1.2. §179a des Strafvollzugsgesetzes (StVG) hat samt Überschrift folgenden Wortlaut:

"Ärztliche Nachbetreuung

§179a. (1) Einem Rechtsbrecher, der bedingt entlassen wird, kann die Weisung, sich weiterhin einer Entwöhnungsbehandlung, einer psychotherapeutischen oder sonst einer medizinischen Behandlung zu unterziehen (§51 Abs3 des Strafgesetzbuches), auch mit der Maßgabe erteilt werden, daß die Behandlung für den Verurteilten unentgeltlich durch einen Arzt durchgeführt wird, der sich zur Durchführung solcher Behandlungen dem Bundesministerium für Justiz gegenüber verpflichtet hat. Die Durchführung einer solchen Betreuung schließt erforderlichenfalls unbeschadet des §2 des Ärztegesetzes 1984, BGBl.

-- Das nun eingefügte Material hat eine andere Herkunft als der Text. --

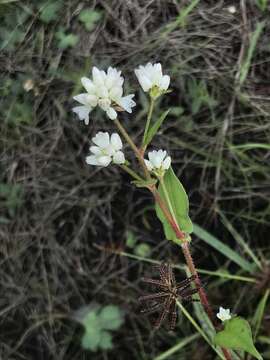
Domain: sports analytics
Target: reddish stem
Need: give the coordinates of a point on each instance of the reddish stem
(189, 260)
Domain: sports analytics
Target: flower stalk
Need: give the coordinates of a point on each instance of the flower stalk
(148, 121)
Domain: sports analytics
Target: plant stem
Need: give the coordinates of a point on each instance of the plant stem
(179, 234)
(148, 121)
(134, 148)
(131, 172)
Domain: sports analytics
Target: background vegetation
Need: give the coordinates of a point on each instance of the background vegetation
(76, 238)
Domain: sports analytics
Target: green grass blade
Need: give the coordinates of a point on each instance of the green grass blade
(258, 316)
(199, 329)
(239, 239)
(222, 248)
(181, 19)
(251, 146)
(166, 354)
(252, 46)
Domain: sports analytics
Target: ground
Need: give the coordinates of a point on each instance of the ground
(67, 229)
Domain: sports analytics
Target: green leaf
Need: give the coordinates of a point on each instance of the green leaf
(142, 250)
(50, 11)
(131, 239)
(89, 18)
(106, 341)
(66, 40)
(258, 316)
(154, 129)
(222, 248)
(91, 320)
(179, 202)
(91, 339)
(110, 318)
(237, 335)
(144, 183)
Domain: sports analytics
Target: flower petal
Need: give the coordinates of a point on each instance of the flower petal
(96, 150)
(112, 114)
(91, 160)
(167, 163)
(116, 141)
(148, 165)
(102, 139)
(83, 113)
(127, 103)
(82, 99)
(165, 82)
(119, 157)
(104, 160)
(88, 85)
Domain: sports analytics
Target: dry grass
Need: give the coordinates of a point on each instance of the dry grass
(50, 265)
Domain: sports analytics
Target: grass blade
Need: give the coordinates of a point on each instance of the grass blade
(253, 42)
(239, 239)
(222, 248)
(166, 354)
(258, 316)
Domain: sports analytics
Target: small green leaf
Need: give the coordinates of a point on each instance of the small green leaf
(66, 40)
(91, 339)
(237, 335)
(144, 183)
(110, 318)
(89, 18)
(50, 11)
(154, 129)
(143, 250)
(131, 240)
(106, 341)
(180, 204)
(91, 320)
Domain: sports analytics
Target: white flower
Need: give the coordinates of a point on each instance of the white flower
(232, 9)
(104, 90)
(158, 161)
(224, 314)
(150, 76)
(107, 149)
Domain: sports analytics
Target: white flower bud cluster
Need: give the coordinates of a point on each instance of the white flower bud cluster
(105, 90)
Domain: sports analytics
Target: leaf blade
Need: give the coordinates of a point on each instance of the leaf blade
(180, 205)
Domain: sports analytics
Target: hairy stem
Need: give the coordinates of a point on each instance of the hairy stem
(179, 234)
(148, 121)
(189, 261)
(134, 147)
(131, 172)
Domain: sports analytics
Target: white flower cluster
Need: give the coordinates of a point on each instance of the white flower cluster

Nr. 373, ihre Unterstützung durch andere hiefür geeignete Personen ein, die sich hiezu in gleicher Weise verpflichtet haben.

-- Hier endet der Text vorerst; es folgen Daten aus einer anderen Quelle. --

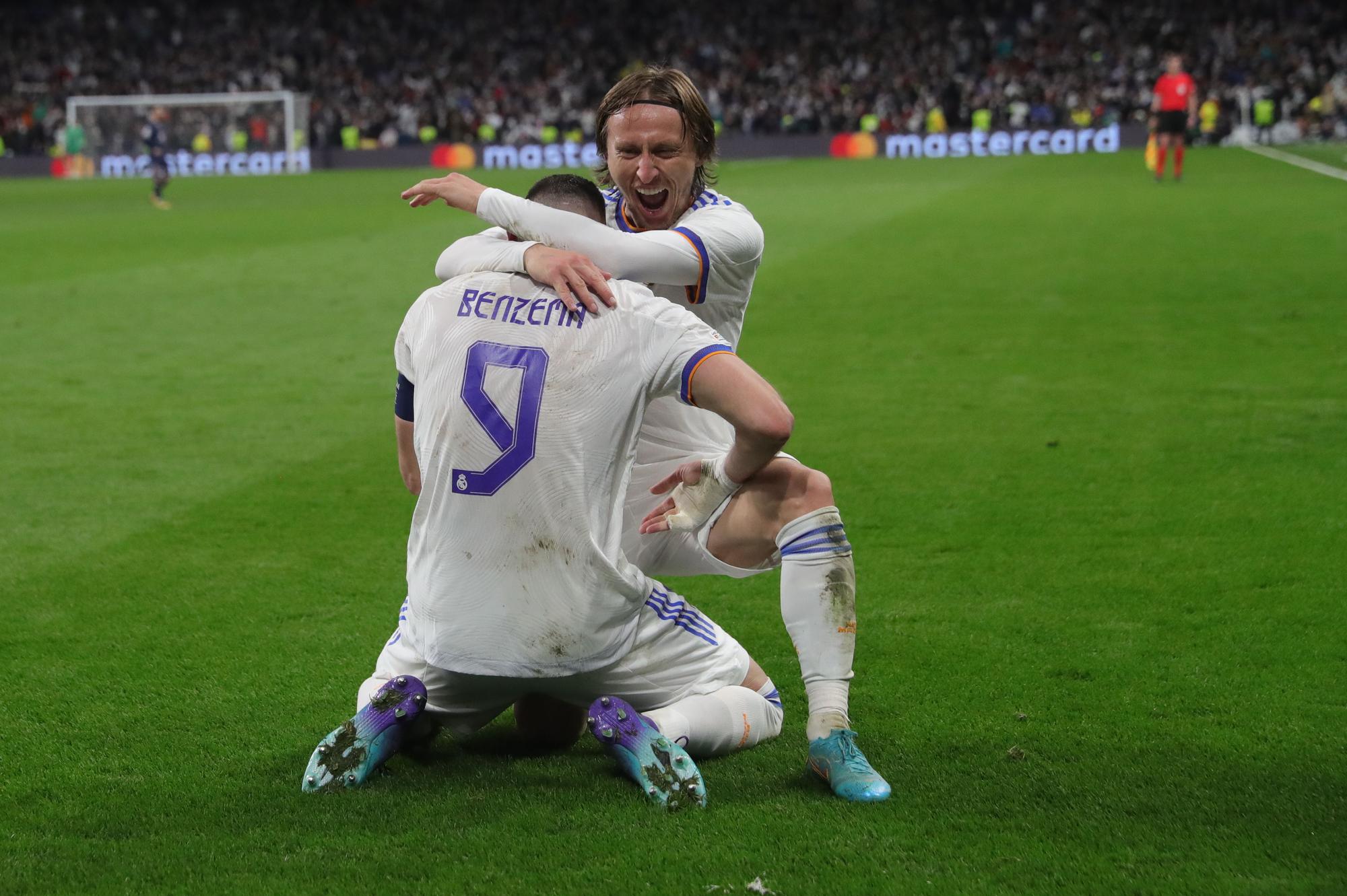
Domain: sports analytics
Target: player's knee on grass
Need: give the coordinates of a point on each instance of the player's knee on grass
(548, 723)
(781, 493)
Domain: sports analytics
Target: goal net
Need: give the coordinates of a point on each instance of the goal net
(207, 133)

(2) Ist einem bedingt Entlassenen sonst die Weisung erteilt worden, sich einer Entwöhnungsbehandlung, einer psychotherapeutischen oder einer anderen medizinischen Behandlung zu unterziehen, hat der Verurteilte nicht Anspruch auf entsprechende Leistungen aus einer Krankenversicherung und würde durch die Verpflichtung zur Zahlung der Behandlungskosten sein Fortkommen erschwert, so hat die Kosten der Behandlung ganz oder teilweise der Bund zu übernehmen, jedoch nur bis zu dem Ausmaß, in dem die Versicherungsanstalt öffentlich Bediensteter für die Kosten aufkommen könnte, wenn der Entlassene in der Krankenversicherung öffentlich Bediensteter versichert wäre; einen Behandlungsbeitrag (§63 Abs4 des Beamten-Kranken- und Unfallversicherungsgesetzes, BGBl. Nr. 200/1967) hat der Entlassene nicht zu erbringen. Die Entscheidung über die Übernahme der Kosten steht dem für die Erteilung der Weisung zuständigen Gericht zu.

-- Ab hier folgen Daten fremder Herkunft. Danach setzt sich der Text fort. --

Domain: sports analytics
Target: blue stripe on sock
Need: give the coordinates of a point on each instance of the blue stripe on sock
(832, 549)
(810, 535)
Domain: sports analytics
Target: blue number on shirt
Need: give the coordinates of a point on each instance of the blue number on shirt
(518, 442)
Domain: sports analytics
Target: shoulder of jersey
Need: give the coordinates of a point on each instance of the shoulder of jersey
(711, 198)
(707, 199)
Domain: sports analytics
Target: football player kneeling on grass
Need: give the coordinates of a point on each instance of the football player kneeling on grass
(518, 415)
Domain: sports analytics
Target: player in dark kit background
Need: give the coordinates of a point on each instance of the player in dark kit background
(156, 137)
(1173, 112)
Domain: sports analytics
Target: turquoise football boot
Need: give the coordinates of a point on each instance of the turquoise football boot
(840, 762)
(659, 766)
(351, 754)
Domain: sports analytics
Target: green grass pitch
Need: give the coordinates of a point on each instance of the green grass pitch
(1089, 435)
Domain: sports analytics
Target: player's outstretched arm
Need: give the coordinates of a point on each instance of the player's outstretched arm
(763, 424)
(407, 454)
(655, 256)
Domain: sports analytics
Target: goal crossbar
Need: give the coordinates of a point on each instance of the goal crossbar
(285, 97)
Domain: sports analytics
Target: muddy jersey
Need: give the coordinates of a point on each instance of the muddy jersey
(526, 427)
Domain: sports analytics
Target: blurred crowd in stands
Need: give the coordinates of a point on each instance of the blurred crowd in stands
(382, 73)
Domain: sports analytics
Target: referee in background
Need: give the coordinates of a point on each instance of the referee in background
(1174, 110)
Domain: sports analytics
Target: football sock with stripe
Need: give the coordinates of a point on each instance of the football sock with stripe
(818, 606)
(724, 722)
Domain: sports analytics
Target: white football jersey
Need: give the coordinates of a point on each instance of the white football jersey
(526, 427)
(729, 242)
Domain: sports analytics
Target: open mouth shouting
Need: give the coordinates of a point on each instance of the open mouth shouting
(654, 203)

(3) Der Bundesminister für Justiz kann mit gemeinnützigen therapeutischen Einrichtungen oder Vereinigungen über die Höhe der nach Abs2 vom Bund zu übernehmenden Kosten Verträge nach bürgerlichem Recht abschließen. Die Vereinbarung von verbindlichen Pauschalbeträgen ist zulässig. Der Bundesminister für Justiz kann die Grundsätze der Pauschalierung mit Verordnung festlegen. Dabei ist insbesondere das Betreuungsangebot der gemeinnützigen therapeutischen Einrichtung oder Vereinigung zu berücksichtigen."

1.3. Gemäß §3 des Gesetzes über die Rehabilitation Behinderter (Tiroler Rehabilitationsgesetz) sind Rehabilitationsmaßnahmen (dazu gehört auch die im vorliegenden Fall in Rede stehende Beschäftigungstherapie) - neben weiteren, hier nicht relevanten Voraussetzungen - nur zu gewähren, wenn der Behinderte "keine Möglichkeit hat, nach anderen Rechtsvorschriften gleichartige oder ähnliche Leistungen zu erhalten" (§3 Abs1 lite).

2. Eine Verletzung des verfassungsgesetzlich gewährleisteten Rechtes auf Gleichheit aller Staatsbürger vor dem Gesetz kann nach der ständigen Rechtsprechung des Verfassungsgerichtshofes (zB VfSlg. 10.413/1985, 14.842/1997, 15.326/1998 und 16.488/2002) nur vorliegen, wenn der angefochtene Bescheid auf einer dem Gleichheitsgebot widersprechenden Rechtsgrundlage beruht, wenn die Behörde der angewendeten Rechtsvorschrift irrig einen gleichheitswidrigen Inhalt unterstellt oder wenn sie bei Erlassung des Bescheides Willkür geübt hat.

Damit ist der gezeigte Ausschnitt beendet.